Thursday, May 24, 2018

Craig Ddu climbing

Crag: Craig Ddu, Nant Peris
Routes: Zig Zag (VS 4b:sec), Rift Wall (VS 4c,5a,4a:led p.1)
Always satisfying to grab some routes at this notoriously slimy, slow-drying crag, but it was particularly so today as it started to rain as we finished Rift Wall. Even better, both routes were new to me. In the past, I've done a few routes here on a few different visits to the crag, which looks so unappealing and black (as its name suggests) from the road. The left-side of the crag is particularly bad - the routes feel a tad disconcerting although the climbing is often fairly easy and the pocketed, juggy rock is actually excellent. Still, I had no great desire to lead Zig Zag, which Vic did in a single pitch.
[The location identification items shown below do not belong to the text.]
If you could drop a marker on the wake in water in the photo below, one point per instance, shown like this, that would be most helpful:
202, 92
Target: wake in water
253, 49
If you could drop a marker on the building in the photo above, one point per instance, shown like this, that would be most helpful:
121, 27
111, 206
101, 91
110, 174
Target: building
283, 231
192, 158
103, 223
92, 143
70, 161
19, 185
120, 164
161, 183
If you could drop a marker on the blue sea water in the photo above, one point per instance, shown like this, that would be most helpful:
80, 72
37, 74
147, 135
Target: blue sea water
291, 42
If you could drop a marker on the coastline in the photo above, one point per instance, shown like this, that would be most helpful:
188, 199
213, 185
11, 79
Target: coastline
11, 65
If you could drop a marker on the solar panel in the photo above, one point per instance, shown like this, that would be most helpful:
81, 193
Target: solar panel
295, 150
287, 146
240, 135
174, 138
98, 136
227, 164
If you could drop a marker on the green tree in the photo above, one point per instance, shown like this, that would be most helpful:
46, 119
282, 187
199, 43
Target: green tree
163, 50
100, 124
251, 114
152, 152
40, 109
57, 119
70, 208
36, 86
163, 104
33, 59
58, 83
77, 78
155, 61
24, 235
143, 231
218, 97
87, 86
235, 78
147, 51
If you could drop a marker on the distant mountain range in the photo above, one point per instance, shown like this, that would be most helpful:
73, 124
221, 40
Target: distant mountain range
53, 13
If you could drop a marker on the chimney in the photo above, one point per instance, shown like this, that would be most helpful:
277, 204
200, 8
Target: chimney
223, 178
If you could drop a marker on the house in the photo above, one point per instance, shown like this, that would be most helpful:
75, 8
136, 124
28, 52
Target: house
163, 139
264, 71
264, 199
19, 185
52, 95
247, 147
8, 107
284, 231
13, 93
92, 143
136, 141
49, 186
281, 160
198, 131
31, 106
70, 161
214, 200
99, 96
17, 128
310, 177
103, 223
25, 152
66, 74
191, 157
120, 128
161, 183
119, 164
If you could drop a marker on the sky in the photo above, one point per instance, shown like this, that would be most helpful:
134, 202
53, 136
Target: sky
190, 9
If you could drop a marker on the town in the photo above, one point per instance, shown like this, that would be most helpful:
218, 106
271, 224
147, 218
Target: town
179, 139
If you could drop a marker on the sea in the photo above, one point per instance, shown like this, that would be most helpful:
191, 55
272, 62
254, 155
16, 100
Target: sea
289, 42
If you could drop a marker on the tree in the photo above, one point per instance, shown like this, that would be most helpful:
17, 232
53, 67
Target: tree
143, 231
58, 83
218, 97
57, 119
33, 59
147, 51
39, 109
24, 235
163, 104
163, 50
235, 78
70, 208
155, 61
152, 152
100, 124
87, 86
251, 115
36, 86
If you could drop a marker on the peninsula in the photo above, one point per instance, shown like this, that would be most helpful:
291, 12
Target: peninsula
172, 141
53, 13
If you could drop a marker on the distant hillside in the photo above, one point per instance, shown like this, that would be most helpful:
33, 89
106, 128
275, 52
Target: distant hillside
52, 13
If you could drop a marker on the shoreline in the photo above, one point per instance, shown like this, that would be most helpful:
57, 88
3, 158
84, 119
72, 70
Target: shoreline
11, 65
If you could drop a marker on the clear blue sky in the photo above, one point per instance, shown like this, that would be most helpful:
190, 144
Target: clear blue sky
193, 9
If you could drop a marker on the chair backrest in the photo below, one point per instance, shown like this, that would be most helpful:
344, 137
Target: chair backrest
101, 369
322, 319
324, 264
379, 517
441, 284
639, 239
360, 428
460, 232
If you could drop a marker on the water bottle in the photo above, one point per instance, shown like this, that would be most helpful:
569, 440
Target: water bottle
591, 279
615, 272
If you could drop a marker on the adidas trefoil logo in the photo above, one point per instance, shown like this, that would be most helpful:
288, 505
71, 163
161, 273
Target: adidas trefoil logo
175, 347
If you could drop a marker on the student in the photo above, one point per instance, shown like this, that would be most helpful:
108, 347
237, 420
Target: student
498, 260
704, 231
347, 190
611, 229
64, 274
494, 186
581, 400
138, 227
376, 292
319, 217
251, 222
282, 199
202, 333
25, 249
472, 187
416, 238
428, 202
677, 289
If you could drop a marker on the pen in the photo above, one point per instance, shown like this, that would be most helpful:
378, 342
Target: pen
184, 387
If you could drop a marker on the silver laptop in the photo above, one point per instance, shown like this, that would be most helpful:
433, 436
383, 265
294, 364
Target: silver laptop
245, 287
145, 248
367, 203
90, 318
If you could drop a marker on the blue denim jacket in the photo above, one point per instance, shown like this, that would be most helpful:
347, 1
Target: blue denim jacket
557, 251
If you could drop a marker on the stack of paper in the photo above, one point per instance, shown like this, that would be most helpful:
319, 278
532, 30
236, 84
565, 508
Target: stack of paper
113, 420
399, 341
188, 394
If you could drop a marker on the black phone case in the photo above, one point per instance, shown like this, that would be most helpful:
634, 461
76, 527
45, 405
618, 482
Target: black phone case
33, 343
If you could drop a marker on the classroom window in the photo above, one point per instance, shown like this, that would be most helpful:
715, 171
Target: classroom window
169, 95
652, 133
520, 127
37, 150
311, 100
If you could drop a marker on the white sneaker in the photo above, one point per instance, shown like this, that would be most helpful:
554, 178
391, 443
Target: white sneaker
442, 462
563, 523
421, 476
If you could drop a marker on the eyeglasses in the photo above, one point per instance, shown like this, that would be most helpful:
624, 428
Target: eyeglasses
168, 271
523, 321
Sadly, he didn't reach the top so I had to climb to the first ledge to allow him to belay - all on instinct, we couldn't hear each other. Good juggy rock leads to a short groove and steep move to gain a vague diagonal ramp which leads to a wet and insecure section even after a long dry period. Easy climbing throughout and a worthwhile outing. Rift Wall is a better route, which nudges classic status and has three unusually varied pitches with interesting climbing throughout. I led the first, up a pocketed wall to a ledge, then a steep move up a shorter wall to gain a big flake and a traverse line leading back right. This is harder than it looks, but gives good, steady climbing - steep in places with the wall impending above - to gain a pinnacle and then a hidden slab further up on the right. The crux comes immediately afterwards, and Vic took this second pitch. A steep corner crack is tackled by tricky bridging moves to a high side pull, then better holds and fun, juggy climbing. It ends abruptly at a slab, after which the entire route eases (fortunately, as it was now raining - the end of the dry spell). The route ends with an exposed traverse left round an arete on huge flakey holds. The rain became steadier as we descended, so we called it a day, happy to tick off two rarely-in-condition minor Snowdonian classics.